I was critical of Jeff when he spoke at Xtech, not because he had nothing interesting to say but because he managed to say interesting stuff in quite a dull manner. We had a really cool chat about that by email afterwards, so it’s great to see that his talk this time round is snappier, funnier, and far more engaging than Xtech. Obviously this is nothing to do with me, but nonetheless it’s great to see.
Jeff Barr, Amazon
Cool examples of the way that people are using Amazon’s APIs, including one that allows you to visually compare and contrast the specs for computers on sale in Amazon – really neat idea and if I can find the url I’ll link to it.
He also talks a bit about Alexa, which is a web information service which crawls 10 billion web pages and keeps historic data. Does usual link to and links in stuff, does speed data, and web mapping stuff too. You can use Alexa to build a vertical search engine and can specify your own subset of pages you want to search. Basically allows search without needing your own crawlers and server farm.
Simple Storage Service – for storing data on the web. 15 cents per gig per month to store, 20 cent per gig to access. Private and public storage, nothing indexed, nothing processed, just stored. 800 million objects stored already, and is reliable and cost-effective.
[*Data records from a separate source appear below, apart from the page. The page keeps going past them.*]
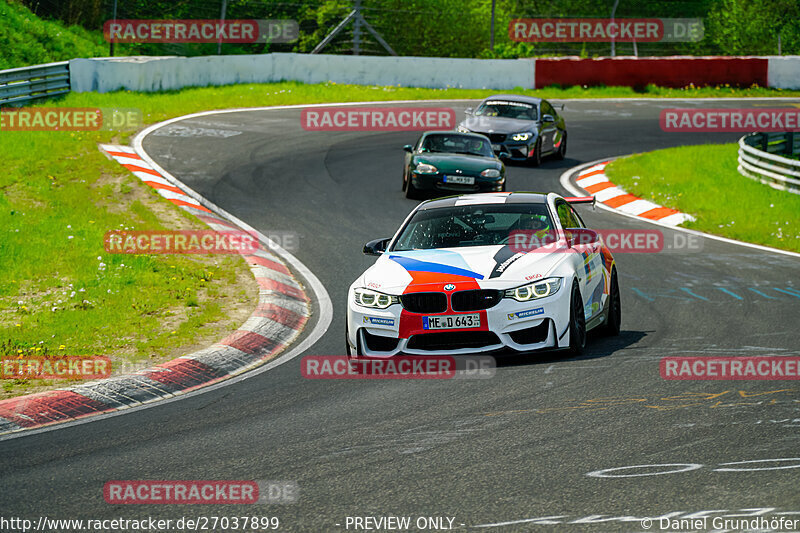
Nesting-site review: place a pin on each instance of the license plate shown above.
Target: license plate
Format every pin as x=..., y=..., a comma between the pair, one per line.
x=461, y=180
x=452, y=321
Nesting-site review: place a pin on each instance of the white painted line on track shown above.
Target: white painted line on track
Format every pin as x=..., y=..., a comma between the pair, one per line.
x=574, y=190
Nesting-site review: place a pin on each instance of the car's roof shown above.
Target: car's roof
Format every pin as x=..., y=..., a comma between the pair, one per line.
x=454, y=132
x=515, y=98
x=486, y=199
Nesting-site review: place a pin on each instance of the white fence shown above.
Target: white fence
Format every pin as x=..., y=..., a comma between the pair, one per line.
x=759, y=159
x=171, y=73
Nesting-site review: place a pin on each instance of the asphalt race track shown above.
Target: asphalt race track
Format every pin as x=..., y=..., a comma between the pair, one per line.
x=492, y=452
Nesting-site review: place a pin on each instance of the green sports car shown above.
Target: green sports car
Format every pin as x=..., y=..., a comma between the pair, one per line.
x=453, y=162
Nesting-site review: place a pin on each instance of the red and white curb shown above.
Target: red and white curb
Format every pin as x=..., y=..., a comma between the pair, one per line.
x=594, y=181
x=282, y=312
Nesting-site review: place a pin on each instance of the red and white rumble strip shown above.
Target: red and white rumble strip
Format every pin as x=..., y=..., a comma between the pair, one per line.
x=282, y=311
x=594, y=181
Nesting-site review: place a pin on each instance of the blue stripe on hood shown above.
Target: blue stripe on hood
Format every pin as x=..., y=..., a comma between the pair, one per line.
x=415, y=265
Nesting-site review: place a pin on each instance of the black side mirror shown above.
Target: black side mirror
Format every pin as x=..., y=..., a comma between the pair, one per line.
x=376, y=247
x=577, y=236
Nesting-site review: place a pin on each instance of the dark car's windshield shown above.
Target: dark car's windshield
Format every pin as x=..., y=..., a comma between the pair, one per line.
x=472, y=225
x=507, y=109
x=457, y=144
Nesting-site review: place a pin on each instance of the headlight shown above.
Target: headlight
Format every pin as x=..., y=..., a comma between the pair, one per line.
x=533, y=291
x=522, y=136
x=425, y=168
x=374, y=299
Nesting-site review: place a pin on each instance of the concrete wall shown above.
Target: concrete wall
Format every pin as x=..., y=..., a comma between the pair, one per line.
x=164, y=73
x=784, y=72
x=661, y=71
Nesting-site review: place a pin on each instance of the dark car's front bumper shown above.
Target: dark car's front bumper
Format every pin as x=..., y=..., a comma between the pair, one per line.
x=435, y=182
x=519, y=150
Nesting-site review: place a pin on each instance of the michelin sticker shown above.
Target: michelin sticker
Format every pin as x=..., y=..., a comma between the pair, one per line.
x=378, y=321
x=526, y=314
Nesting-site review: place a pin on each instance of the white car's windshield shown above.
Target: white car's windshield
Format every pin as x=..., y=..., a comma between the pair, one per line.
x=507, y=109
x=474, y=225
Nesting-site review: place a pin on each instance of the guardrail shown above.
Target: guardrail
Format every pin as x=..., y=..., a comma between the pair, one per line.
x=758, y=159
x=21, y=85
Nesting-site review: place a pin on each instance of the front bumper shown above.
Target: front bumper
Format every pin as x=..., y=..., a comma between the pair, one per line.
x=519, y=150
x=435, y=182
x=518, y=326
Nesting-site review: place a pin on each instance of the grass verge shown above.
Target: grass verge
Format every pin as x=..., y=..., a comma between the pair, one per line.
x=703, y=181
x=60, y=293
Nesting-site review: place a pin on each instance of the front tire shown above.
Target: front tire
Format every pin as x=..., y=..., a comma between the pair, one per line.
x=614, y=318
x=536, y=160
x=562, y=149
x=577, y=322
x=411, y=192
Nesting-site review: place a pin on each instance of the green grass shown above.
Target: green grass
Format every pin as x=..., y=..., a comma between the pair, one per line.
x=703, y=181
x=25, y=39
x=55, y=298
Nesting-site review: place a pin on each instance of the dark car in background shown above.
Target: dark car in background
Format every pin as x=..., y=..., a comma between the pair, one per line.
x=526, y=128
x=452, y=162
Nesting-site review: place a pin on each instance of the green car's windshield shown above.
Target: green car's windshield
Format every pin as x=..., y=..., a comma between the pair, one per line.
x=506, y=109
x=457, y=144
x=472, y=225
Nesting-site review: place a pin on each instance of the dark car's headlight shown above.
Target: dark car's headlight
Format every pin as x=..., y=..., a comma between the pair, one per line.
x=374, y=299
x=536, y=290
x=425, y=168
x=524, y=136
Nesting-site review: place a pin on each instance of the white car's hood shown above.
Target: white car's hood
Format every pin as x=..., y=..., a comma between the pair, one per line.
x=489, y=266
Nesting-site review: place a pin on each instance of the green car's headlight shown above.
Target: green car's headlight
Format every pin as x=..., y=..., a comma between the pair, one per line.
x=534, y=291
x=425, y=168
x=374, y=299
x=524, y=136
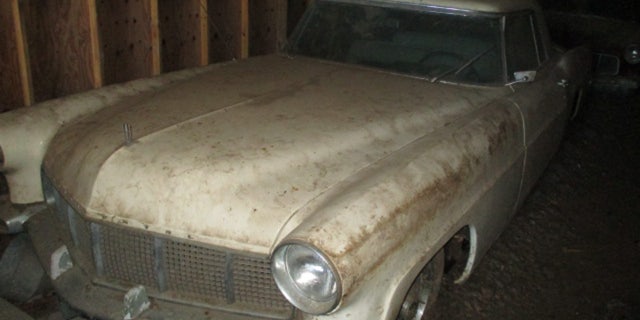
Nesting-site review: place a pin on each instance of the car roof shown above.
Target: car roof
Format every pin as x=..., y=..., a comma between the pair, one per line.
x=490, y=6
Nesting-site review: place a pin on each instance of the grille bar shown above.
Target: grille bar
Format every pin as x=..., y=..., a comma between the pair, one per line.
x=207, y=275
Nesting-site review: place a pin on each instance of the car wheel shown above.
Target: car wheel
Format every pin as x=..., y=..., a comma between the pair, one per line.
x=420, y=300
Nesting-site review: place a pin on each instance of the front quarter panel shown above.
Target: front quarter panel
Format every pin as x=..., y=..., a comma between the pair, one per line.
x=383, y=225
x=25, y=133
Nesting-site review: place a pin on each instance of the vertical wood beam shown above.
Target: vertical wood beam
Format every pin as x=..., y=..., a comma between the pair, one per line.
x=268, y=26
x=183, y=30
x=15, y=79
x=95, y=60
x=23, y=56
x=156, y=61
x=203, y=15
x=129, y=31
x=229, y=29
x=244, y=29
x=63, y=46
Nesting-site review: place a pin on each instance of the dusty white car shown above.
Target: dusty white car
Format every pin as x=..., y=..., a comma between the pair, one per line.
x=330, y=182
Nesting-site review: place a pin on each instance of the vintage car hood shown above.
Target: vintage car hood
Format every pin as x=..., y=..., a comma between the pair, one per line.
x=231, y=155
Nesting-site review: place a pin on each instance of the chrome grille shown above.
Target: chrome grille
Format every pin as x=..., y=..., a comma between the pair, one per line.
x=125, y=256
x=170, y=268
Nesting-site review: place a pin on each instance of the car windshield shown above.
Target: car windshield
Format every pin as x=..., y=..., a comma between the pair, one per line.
x=443, y=45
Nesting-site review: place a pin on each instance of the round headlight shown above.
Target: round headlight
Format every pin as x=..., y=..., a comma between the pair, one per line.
x=306, y=278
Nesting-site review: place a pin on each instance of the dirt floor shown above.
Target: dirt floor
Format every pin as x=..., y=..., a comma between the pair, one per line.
x=573, y=250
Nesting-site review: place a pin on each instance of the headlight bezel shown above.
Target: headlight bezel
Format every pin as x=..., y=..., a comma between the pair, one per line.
x=282, y=271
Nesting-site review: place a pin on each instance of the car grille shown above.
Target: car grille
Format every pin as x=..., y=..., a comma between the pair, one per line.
x=170, y=268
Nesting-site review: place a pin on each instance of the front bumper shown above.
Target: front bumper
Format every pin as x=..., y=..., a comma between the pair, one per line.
x=78, y=289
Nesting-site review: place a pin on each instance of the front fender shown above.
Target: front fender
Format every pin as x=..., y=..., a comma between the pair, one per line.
x=25, y=133
x=381, y=226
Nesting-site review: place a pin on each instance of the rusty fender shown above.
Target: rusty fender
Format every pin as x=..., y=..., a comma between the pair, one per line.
x=380, y=225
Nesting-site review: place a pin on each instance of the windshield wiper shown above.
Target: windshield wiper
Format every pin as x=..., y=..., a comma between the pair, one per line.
x=456, y=71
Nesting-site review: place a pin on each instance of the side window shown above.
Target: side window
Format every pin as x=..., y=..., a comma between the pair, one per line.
x=523, y=53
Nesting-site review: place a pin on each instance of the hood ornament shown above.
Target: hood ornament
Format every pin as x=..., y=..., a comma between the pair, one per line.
x=128, y=134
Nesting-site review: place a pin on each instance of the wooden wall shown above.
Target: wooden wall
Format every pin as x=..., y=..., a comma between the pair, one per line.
x=53, y=48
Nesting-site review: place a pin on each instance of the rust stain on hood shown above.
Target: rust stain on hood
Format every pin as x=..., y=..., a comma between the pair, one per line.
x=229, y=156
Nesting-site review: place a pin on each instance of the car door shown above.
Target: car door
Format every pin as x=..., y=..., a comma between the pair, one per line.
x=542, y=101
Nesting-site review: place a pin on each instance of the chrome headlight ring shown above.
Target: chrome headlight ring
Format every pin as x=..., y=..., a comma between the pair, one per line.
x=306, y=278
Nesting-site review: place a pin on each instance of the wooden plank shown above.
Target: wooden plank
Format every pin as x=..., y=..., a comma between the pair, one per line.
x=129, y=34
x=244, y=29
x=181, y=29
x=15, y=87
x=295, y=10
x=229, y=28
x=156, y=61
x=268, y=21
x=204, y=32
x=62, y=47
x=95, y=55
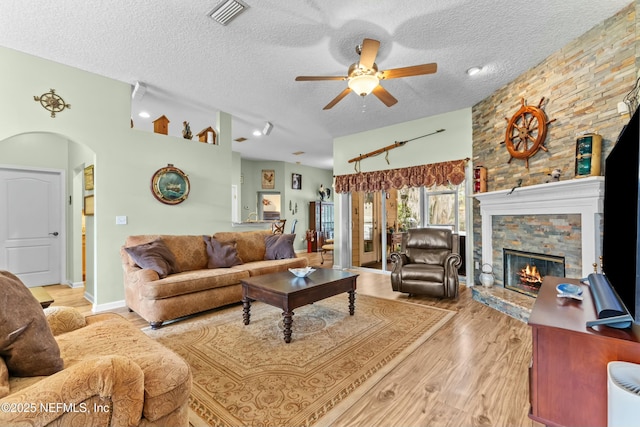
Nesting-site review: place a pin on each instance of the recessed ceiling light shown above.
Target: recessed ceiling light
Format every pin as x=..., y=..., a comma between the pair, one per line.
x=474, y=70
x=225, y=11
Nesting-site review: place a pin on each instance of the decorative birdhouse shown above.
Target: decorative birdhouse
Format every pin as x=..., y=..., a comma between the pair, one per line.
x=161, y=125
x=207, y=135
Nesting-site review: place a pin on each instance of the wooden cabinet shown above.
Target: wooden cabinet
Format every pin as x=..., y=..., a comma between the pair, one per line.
x=321, y=220
x=568, y=373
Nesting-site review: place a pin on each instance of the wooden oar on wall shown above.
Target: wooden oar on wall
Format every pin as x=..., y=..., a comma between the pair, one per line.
x=387, y=149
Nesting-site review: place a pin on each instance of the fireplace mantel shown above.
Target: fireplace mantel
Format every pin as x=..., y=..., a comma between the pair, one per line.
x=582, y=196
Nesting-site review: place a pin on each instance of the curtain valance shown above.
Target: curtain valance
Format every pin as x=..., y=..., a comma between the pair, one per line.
x=414, y=176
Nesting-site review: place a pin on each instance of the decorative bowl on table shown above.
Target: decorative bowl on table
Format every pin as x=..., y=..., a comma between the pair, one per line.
x=567, y=288
x=302, y=272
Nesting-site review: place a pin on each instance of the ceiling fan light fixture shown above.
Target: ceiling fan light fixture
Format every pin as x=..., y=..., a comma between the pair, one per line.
x=474, y=70
x=363, y=84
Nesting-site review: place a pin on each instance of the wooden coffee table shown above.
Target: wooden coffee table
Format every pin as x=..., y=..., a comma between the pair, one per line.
x=286, y=291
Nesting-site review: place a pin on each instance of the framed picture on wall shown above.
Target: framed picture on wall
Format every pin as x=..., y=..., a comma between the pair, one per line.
x=268, y=179
x=296, y=181
x=88, y=205
x=88, y=178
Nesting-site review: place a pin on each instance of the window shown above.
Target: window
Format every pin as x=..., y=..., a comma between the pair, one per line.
x=440, y=206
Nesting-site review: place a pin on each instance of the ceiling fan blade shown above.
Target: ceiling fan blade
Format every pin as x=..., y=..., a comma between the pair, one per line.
x=415, y=70
x=315, y=78
x=337, y=99
x=384, y=96
x=369, y=52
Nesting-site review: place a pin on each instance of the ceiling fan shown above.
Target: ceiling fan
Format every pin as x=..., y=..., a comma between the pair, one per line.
x=364, y=78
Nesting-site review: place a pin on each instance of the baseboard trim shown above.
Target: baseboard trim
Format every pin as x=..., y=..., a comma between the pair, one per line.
x=97, y=308
x=75, y=285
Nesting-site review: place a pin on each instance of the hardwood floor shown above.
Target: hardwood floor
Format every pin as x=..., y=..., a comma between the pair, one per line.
x=472, y=372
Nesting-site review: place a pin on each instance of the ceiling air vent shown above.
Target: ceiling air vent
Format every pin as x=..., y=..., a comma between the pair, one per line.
x=226, y=10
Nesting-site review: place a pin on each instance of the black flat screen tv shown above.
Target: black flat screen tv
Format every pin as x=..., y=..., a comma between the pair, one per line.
x=621, y=218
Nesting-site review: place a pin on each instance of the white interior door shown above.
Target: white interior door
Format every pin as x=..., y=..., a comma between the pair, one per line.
x=31, y=225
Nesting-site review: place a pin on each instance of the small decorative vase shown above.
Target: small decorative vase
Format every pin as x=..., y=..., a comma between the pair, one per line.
x=486, y=277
Simple APIs. Good for things like bit.torrents.
Lots of cool apps: S3 Explorer, filiciou.us, S3 Ajax Wiki (just an Ajax front to S3), Backup Manager, S3 Fox runs inside Firefox and tells you exactly what’s your in your account so gives you your local file system and your S3 account (or multiple accounts).
M-turk – people to do real work, APIs to make requests and do work on your behalf. Work requests are called HITs, and you can control skill sets of the workers using ‘Qualifications’, e.g. you can check to see if someone can translate French into English by seeing if they can read French. So you put up your Human Intelligence Task, someone does it the task, and then you pay them. Puts human into a processing loop. Can have same work done by several people so that if the majority give the same answer you accept that as the correct answer.
Removes the need for AI in applications by simply asking a person. Have the ability to feed high-volume tasks through to a distributed workforce – access to 1000s of people quickly and cost-efficiently.
Examples. One early HIT was asking 10,000 people to draw a sheep. Huge variety of skill levels, but cost only $200. Created a ‘Sheep Market’. Took workers 109 seconds on average to draw a sheep, and harvested them as 11 sheep per hour.
Casting Words transcribe podcasts with very high quality results.
You can create your HITs using the HIT-Builder.
Amazon Powered things in Second Life, Second 411 – can use a HUD (heads up display), which you can use do to Amazon searches.
Life2Life is a search of Amazon inside Second Life.
Virtual kitchen that can be used to interview people based on what you want to purchase and will then guide you to a set of results.
Also a virtual book store.
Also a mixed reality presentation that Jeff gave last week that was attended by about 40 avatars in Second Life.